Still, there’s craft here. The central conceit—Bach solving Frederick’s puzzle as a metaphor for outwitting his worldview—lands when it counts. This The Score review just wishes the script took more risks, diving deeper into its themes rather than skimming their surface.

The Score Review: Emotional Resonance and Untapped Depths

Does The Score move you? This The Score review says: not quite. Cox carries the emotional weight—his Bach is a man of passion and pain—but the play around him feels more intellectual than heartfelt. A subplot with servant Emilia (Juliet Garricks), grieving her soldier son, hints at war’s human cost, but it’s a fleeting note, drowned out by the main duel. The finale—Bach back at his music, Frederick unchanged—lacks a cathartic punch, ending on a diminuendo rather than a crescendo.

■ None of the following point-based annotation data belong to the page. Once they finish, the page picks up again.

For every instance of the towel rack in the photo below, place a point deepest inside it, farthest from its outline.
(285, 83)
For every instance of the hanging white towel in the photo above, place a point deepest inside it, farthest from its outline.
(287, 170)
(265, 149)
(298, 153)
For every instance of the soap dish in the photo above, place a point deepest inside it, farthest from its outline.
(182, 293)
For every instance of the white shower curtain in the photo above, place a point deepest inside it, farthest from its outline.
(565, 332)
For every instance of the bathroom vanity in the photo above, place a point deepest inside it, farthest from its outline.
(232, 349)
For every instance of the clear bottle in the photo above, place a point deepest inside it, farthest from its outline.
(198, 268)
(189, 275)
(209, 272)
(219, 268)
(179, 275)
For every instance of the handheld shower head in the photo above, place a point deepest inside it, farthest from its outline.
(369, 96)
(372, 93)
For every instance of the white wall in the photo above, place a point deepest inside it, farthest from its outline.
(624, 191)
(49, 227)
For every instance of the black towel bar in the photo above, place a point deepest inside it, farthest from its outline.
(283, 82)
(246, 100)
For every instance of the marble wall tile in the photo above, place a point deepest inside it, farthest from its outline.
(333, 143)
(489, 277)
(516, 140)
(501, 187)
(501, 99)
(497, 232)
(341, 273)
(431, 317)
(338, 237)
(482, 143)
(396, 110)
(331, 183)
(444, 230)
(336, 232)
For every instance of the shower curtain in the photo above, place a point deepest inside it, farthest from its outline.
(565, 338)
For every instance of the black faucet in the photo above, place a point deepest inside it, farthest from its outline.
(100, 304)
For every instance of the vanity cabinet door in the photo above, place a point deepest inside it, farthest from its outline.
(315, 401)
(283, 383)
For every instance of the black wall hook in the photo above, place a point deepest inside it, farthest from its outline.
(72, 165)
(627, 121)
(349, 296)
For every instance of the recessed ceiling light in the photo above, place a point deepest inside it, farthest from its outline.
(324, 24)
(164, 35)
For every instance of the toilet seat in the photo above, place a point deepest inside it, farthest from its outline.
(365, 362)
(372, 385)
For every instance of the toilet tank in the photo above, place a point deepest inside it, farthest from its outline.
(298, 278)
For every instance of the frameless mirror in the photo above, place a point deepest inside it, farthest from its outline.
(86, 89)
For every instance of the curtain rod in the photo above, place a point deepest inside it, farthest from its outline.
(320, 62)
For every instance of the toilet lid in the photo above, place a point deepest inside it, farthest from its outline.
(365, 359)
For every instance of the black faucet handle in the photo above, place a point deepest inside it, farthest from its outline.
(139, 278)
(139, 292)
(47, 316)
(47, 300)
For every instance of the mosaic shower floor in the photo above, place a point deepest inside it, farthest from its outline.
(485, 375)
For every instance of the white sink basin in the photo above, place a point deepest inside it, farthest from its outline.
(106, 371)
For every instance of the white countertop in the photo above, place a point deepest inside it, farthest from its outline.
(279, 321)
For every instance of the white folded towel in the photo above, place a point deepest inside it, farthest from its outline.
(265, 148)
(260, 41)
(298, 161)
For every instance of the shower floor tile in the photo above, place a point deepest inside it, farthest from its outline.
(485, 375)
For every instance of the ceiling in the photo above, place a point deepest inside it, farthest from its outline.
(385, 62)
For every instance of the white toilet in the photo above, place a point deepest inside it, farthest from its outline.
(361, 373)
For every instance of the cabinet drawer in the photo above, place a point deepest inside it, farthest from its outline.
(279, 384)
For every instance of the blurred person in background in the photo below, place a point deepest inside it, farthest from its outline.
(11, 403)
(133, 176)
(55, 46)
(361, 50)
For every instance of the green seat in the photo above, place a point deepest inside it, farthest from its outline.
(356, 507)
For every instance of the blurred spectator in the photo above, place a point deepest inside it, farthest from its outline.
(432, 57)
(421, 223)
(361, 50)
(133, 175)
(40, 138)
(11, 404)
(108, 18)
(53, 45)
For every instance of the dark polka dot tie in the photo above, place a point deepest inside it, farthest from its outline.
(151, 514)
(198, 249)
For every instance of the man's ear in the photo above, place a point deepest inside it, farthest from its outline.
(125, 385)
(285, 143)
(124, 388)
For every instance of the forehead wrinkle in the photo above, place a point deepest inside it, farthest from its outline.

Compare this to Nunn’s past triumphs like Les Misérables, where every beat tugged the heartstrings, and The Score feels restrained. This The Score review sees potential in the Leipzig scenes—Bach’s family life could’ve been a richer counterpoint to Potsdam’s coldness—but they’re sidelined. It’s a play you admire more than feel, a cerebral exercise that leaves tears unshed.

Audience reactions, gleaned from whispers in the foyer, were mixed. Some raved about Cox—“worth every penny”—while others found it “a bit long.” This The Score review aligns with that split: it’s a showcase for talent, less so for emotion.

The Score Review: Context and Legacy

To fully appreciate The Score, this The Score review offers some context. Bach, by 1747, was in his twilight—nearing blindness, his fame overshadowed by his sons’ rising stars. Frederick, meanwhile, was at his peak, a king who’d turned Prussia into a military powerhouse. Their meeting was a collision of eras—Baroque giving way to Enlightenment—and Cotton’s play captures that shift, if imperfectly.

Nunn’s involvement adds heft. With a career spanning Cats to Nicholas Nickleby, he’s a theater titan, and The Score feels like a late-career flex—less revolutionary than his youth, but polished. Cox, post-Succession, brings a global spotlight, his every move dissected by fans expecting Logan Roy’s growl. This The Score review sees him defying typecasting, proving his range.

The production’s timing—amid London’s winter theater season—positions it against heavyweights like the National’s latest. This The Score review suspects it’ll draw crowds for Cox, though it may not linger in the canon like Nunn’s classics.

The Score Review: Final Thoughts and Verdict

So, where does this The Score review land? It’s a vehicle for Brian Cox, and he drives it with ferocity and finesse. Nunn keeps it humming, the cast sparkles, but Cotton’s script doesn’t soar as high. It’s lively, thought-provoking, and beautifully staged—yet it’s too long, too light on music, and too shy of emotional depths. This The Score review calls it a near-hit, not a home run.

For Cox alone, it’s a must-see. His Bach is a masterclass, a reminder of why he’s a stage legend. Hagan and the ensemble keep pace, and Nunn’s craft shines through. But as a whole, The Score feels like a promising draft—good, not great. Catch it at Theatre Royal Haymarket until April 26, 2025, and judge for yourself. This The Score review gives it a solid but not stellar mark.